Had some wine glasses put in front of me at two locations last night.
The first glass was 2003 Clos de Papes, out of double magnum. Before you all get jealous, don’t. Last time I had this was out of magnum and at that point it only resembled wine and was like a hypothetical blend of Dimetapp and Robitussin. Now it actually resembled wine. Bad wine. But wine. Which is an improvement in my book. Still diffuse, hot and messy, but actually had some finesse to pull this hot mess together. Barely any fruit. Just terrible. Tasted like dirty country wine. WTF happened to this winery I’ll never know. '89, '90, '98 were such pretty wines.
The next glass was a 2**001 Christoffel Urziger Wurzgarten Auslese ****. Someone told me it was GK, but I did not see the bottle, so could not confirm. Beautiful, elegant wine. Weightlessness but with richness. No hint of botrytis at all, which I found a bit odd. After a bit of swirling the slate aromas started to surface. Had fantastic “chiseled” acidity that made this wine as fresh as some morning buns. Tasting this blind I said 2007. Really tasted like it was just bottled. Zero development. Decades to go. Christoffel '01’s are great. So glad this was not out of my stash as I am not going near them.
Up next was 2003 Louis Jadot Bonnes Mares. Closed. Some of that Jadot dusty, tweedy, earthy thing going on on the nose. Low acidity, as to be expected but not some extracted tannic mess and very well balanced, all things considered. Good but seemed closed. Balanced though. I’d drink this.
The final wine was the 2007 Lucien le Moine Bonnes Mares which tasted like 2007 Bourgogne Rouge. This wine sung one note. Not what I expect from Bonnes Mares. Red fruit, supple, zero power and no finesse. Rustic. Super intense charred oak on the nose. Wonder how much it costs.
Wow, that’s a pretty big leap to conclude that something terrible happened to the winery based on the fact that they made a bad wine in a terrible vintage characterized by draught, freakish heat and vine-shut-down.
I agree that the wine is horrible and undrinkable…maybe like a hypothetical blend of a 98-point rated 16.8% alcohol California Pinot (70%) with a 96-point-rated California Zinfandel (30%).
But the 2001 and 2004 are both gorgeous wines…So I think nothing happened to the winery. Just a very tough year, in which they probably tried to “go long” rather than play it safe (the result of which is an obvious failure).
There are many notes on this wine[Clos des Papes 2003] in many forums alleging different results depending on different bottllings.Maybe Lyle just got the bad one.

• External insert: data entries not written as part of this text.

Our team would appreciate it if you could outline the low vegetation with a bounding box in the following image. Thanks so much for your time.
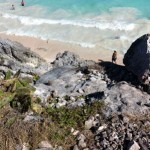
[0,70,105,149]
[0,101,105,150]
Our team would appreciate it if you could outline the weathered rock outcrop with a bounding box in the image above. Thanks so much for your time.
[35,51,150,119]
[51,51,96,68]
[0,38,51,77]
[123,34,150,85]
[104,81,150,118]
[35,65,107,98]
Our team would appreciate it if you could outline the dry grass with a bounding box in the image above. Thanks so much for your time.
[0,101,105,150]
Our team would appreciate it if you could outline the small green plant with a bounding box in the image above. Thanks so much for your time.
[5,70,12,80]
[18,78,31,86]
[0,90,15,108]
[33,74,39,81]
[36,97,42,104]
[46,101,105,129]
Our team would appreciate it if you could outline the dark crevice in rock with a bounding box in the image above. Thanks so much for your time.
[85,92,105,102]
[10,47,23,62]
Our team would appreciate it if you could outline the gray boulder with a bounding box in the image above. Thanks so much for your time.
[51,51,96,68]
[104,81,150,118]
[0,38,51,76]
[123,34,150,84]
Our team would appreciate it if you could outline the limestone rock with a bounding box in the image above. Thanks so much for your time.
[78,140,86,148]
[15,144,22,150]
[33,83,51,103]
[123,34,150,84]
[0,38,50,75]
[51,51,95,68]
[73,145,79,150]
[23,115,42,122]
[97,124,107,132]
[104,81,150,118]
[127,141,140,150]
[77,134,87,148]
[77,134,86,141]
[85,116,94,129]
[22,143,30,150]
[36,65,107,100]
[72,130,80,136]
[37,141,53,149]
[36,66,78,85]
[16,143,30,150]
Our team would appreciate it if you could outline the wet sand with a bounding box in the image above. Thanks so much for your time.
[0,33,123,64]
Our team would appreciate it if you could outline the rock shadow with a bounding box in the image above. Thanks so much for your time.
[98,61,150,94]
[98,61,140,86]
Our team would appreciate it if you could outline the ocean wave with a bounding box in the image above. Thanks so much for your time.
[2,13,135,31]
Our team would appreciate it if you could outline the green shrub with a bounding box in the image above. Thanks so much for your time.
[10,87,32,113]
[5,70,12,80]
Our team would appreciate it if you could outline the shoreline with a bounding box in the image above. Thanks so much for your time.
[0,33,124,65]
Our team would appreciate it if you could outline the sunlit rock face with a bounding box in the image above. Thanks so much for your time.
[0,38,50,75]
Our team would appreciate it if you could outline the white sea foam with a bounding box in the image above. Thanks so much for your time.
[1,6,149,53]
[47,38,96,48]
[2,13,135,31]
[4,30,96,48]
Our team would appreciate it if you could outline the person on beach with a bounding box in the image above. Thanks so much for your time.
[21,0,24,6]
[112,51,117,64]
[11,5,15,10]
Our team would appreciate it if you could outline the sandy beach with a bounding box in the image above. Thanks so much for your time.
[0,33,123,64]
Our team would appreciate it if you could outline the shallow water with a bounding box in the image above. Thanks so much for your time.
[0,0,150,54]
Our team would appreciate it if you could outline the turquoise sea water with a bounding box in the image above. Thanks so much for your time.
[17,0,150,18]
[0,0,150,53]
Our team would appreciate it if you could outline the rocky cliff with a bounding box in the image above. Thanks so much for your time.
[0,38,149,150]
[35,51,150,117]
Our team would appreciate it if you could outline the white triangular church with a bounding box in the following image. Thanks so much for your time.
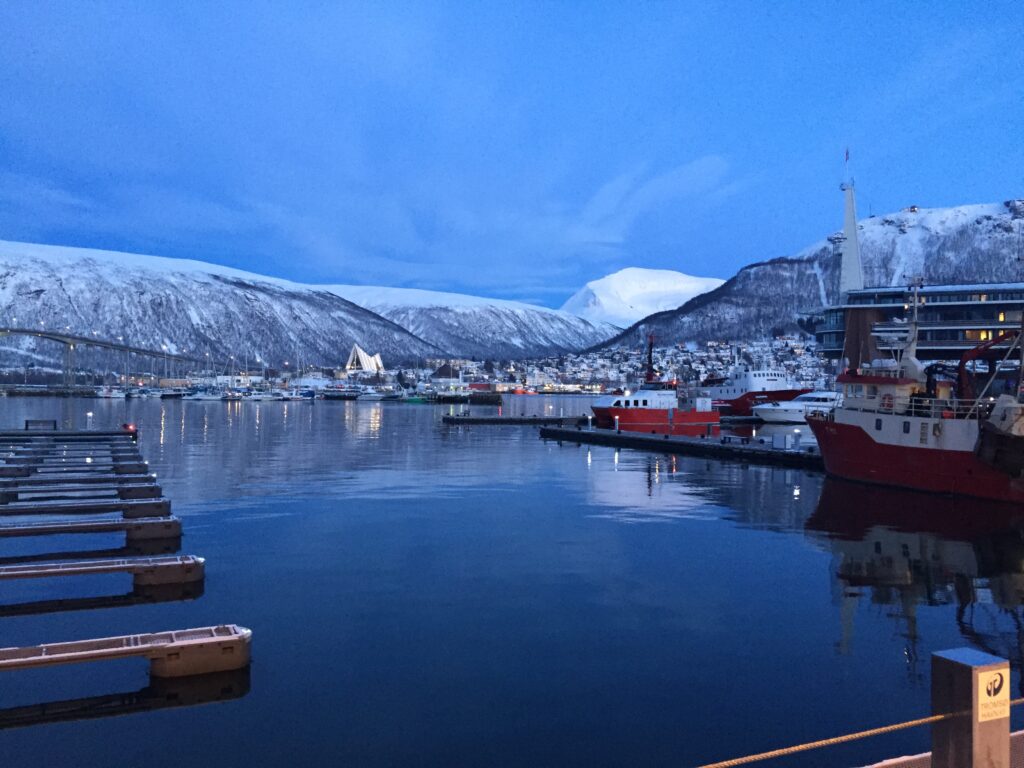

If you found the '04 undrinkable then you must have “moved on” from Grenache. I don’t know who VLM is, but I find his “grown out of” comment a bit snide.
“growing out” connotes “maturing,” as if liking Grenache is immature or infantile. At least, that’s how it can play-out when written; granted, the sentence was originally verbalized, not written, and furthermore I was not there to hear it so I could be completely wrong about the original author’s intent. And I agree, “less for you equals more for me! ”
I have had the 2003 Clos des Papes at least 6 times, and it has been great every time. Most recently blind among other CDP 2003(which all performed splendid by the way). All the participants rated it highly, and among the best of the tasting which included some of the top domaines in CDP.